Abraçadas o tempo todo, não se afastaram nem um minuto, mesmo durante a entrevista. “Viemos aqui para enfrentar o golpe. Quem manda no país é o povo, e a democracia não pode ser jogada no lixo”, afirmou Solange, moradora de Mauá, no ABC paulista. Flávia, do Itaim Paulista, extremo leste da capital paulista, não aceita o linchamento por que passa o ex-presidente Lula. “Ele deve ser investigado. Mas temos uma cultura de linchamento midiático que faz ele ser tratado como culpado se nem se provou nada ainda”, reclamou.

Ambas avaliam que não houve grandes avanços em políticas públicas para a população LGBT nos últimos anos. Foram mais avanços de aceitação social. No entanto, elas temem que um rompimento da democracia leve a um retrocesso grave nos direitos civis. “A bancada evangélica é muito forte no apoio ao impeachment. E também vive tentando acabar com nossos direitos, como se não fôssemos pessoas”, disse Solange.

Crítico do governo petista, o professor de português Daniel Marcondes, de 42 anos, carregava o exausto e adormecido Rafael, de 4 anos, um pouco afastado da confusão da manifestação. “Viemos aqui defender a nossa frágil democracia. O discurso de ódio e o fascismo estão se alastrando a ponto de um líder de movimento pró-impeachment ser agredido por seus pares. Isso foi um sinal de alerta de que eu não podia ficar em casa”, disse.

Marcondes, porém, ressaltou que não veio defender o PT ou o governo Dilma. “Não posso aceitar desvios na gestão pública, ou com erário público. Acredito que deva haver investigação firme e punição severa. Contra todos”, afirmou. Morador de Perdizes, bairro nobre da zona oeste da capital, o professor não se sente representado pelas manifestações pelo impeachment da presidenta Dilma.
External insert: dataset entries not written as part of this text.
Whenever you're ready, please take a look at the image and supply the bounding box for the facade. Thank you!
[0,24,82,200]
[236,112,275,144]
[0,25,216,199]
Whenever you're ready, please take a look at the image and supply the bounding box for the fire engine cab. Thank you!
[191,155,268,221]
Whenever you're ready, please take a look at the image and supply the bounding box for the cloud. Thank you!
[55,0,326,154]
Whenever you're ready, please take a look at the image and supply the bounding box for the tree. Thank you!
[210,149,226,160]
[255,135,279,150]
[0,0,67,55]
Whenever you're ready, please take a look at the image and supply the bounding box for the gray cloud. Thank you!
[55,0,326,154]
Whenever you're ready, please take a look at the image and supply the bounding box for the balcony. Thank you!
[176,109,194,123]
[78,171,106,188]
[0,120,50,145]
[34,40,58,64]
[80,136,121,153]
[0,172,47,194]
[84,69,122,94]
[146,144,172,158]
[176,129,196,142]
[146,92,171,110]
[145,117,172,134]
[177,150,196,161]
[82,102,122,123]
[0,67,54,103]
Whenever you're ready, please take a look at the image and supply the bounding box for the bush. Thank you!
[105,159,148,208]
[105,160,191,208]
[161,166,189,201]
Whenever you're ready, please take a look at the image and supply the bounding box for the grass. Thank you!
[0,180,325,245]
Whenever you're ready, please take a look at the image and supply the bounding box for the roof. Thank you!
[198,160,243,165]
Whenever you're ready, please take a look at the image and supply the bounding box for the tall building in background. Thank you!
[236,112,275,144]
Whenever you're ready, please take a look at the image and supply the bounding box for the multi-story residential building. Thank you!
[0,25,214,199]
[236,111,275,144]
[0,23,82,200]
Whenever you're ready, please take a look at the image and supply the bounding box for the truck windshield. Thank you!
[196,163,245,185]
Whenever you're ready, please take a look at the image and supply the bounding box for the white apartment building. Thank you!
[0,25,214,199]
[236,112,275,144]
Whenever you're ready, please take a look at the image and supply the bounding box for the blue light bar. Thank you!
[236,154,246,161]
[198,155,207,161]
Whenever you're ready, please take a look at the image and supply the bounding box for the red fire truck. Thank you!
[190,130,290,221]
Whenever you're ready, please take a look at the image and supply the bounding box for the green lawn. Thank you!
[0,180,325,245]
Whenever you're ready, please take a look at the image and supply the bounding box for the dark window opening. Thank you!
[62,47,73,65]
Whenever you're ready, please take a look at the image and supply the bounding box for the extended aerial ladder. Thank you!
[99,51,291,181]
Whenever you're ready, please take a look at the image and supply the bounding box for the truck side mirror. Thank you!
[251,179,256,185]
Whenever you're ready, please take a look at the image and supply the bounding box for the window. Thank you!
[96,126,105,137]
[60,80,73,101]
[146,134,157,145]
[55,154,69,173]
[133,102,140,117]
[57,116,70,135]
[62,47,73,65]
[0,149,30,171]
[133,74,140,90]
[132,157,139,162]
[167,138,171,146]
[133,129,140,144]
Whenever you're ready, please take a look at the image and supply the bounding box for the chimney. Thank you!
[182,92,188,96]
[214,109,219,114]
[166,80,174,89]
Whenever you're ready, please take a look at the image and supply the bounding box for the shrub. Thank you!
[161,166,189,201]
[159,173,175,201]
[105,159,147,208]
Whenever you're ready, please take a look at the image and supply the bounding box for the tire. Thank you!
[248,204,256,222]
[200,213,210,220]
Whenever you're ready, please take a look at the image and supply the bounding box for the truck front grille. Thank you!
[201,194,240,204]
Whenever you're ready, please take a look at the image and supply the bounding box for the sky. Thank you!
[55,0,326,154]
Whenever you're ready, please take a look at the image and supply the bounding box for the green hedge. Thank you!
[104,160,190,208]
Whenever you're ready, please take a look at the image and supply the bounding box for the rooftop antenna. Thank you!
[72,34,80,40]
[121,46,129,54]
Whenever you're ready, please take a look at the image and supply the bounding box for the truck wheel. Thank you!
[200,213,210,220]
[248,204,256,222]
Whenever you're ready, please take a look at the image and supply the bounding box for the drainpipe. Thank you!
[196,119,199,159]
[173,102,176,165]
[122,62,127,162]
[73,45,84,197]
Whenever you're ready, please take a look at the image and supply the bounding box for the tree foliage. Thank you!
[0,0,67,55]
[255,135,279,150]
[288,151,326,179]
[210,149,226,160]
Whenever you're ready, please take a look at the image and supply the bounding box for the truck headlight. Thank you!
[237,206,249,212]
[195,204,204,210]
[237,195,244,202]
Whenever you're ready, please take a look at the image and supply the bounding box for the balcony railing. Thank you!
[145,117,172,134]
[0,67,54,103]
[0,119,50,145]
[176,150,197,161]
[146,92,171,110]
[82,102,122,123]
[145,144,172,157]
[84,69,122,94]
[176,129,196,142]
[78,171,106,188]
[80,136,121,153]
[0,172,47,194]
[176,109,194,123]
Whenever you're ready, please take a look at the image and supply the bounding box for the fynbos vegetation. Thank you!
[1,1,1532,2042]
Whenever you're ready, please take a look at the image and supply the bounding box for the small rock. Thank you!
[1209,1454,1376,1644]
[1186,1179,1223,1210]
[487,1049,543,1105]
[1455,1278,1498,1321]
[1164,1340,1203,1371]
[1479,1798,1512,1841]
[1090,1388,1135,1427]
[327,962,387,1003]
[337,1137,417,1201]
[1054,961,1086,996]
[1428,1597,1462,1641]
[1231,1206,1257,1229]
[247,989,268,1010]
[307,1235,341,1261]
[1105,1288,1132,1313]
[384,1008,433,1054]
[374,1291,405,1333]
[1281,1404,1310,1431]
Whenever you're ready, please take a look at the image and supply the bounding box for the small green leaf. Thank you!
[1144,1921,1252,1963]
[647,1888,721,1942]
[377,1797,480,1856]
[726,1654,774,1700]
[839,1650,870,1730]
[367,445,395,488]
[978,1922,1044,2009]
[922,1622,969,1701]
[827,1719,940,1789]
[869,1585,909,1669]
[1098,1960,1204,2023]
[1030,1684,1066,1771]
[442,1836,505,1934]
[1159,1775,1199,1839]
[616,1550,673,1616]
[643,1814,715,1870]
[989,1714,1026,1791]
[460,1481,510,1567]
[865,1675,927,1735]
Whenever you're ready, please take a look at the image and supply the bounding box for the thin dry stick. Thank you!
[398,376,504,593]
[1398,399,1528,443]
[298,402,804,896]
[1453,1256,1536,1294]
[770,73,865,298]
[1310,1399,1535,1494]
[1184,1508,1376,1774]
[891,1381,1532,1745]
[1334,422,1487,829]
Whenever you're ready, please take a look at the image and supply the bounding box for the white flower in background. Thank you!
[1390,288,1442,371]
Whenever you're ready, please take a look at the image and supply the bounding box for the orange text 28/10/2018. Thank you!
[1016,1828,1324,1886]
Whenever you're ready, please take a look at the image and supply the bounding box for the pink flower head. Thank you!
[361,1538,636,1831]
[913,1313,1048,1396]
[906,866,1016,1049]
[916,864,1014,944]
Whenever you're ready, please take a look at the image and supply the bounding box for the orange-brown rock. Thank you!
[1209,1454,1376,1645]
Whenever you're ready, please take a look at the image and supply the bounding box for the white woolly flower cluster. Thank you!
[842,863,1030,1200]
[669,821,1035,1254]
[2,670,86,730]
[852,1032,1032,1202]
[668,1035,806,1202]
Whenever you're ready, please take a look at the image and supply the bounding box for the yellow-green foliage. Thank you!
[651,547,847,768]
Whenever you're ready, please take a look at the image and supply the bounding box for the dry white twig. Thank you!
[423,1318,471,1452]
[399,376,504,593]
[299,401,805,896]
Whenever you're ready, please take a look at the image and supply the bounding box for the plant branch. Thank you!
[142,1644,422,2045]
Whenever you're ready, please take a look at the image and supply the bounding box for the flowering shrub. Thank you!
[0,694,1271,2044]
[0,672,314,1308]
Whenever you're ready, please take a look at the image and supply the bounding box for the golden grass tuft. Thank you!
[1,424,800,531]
Para ele, a ideia de que o PT e o comunismo – e seus partidários – precisam ser destruídos tem ganhado força e isso põe em risco a vida de pessoas e a própria democracia. “O objetivo dos fascistas não é combater a corrupção. Estão extravasando um ódio que vem sendo semeado há treze anos, principalmente, pela imprensa. Corremos o risco de surgir um líder fascista, com soluções mágicas e violência, como já aconteceu outras vezes na história”, afirmou.

Após o discurso emocionado do ex-presidente Lula, a quem muitos dos manifestantes tentaram, em vão, ver de perto – era impossível caminhar em alguns locais da Avenida Paulista – os Silvas, Oliveiras, Pereiras, Souzas, Gonçalves, Araújos e tantos outros buscaram o caminho de casa. Muitos deles ainda iam passar boas horas nessa caminhada. E para um bom tanto deles, hoje era dia de labuta. Como para a Maria que abriu esta reportagem. “Tem uma casa e um escritório pra faxinar neste fim de semana. A gente não pode parar”, despediu-se.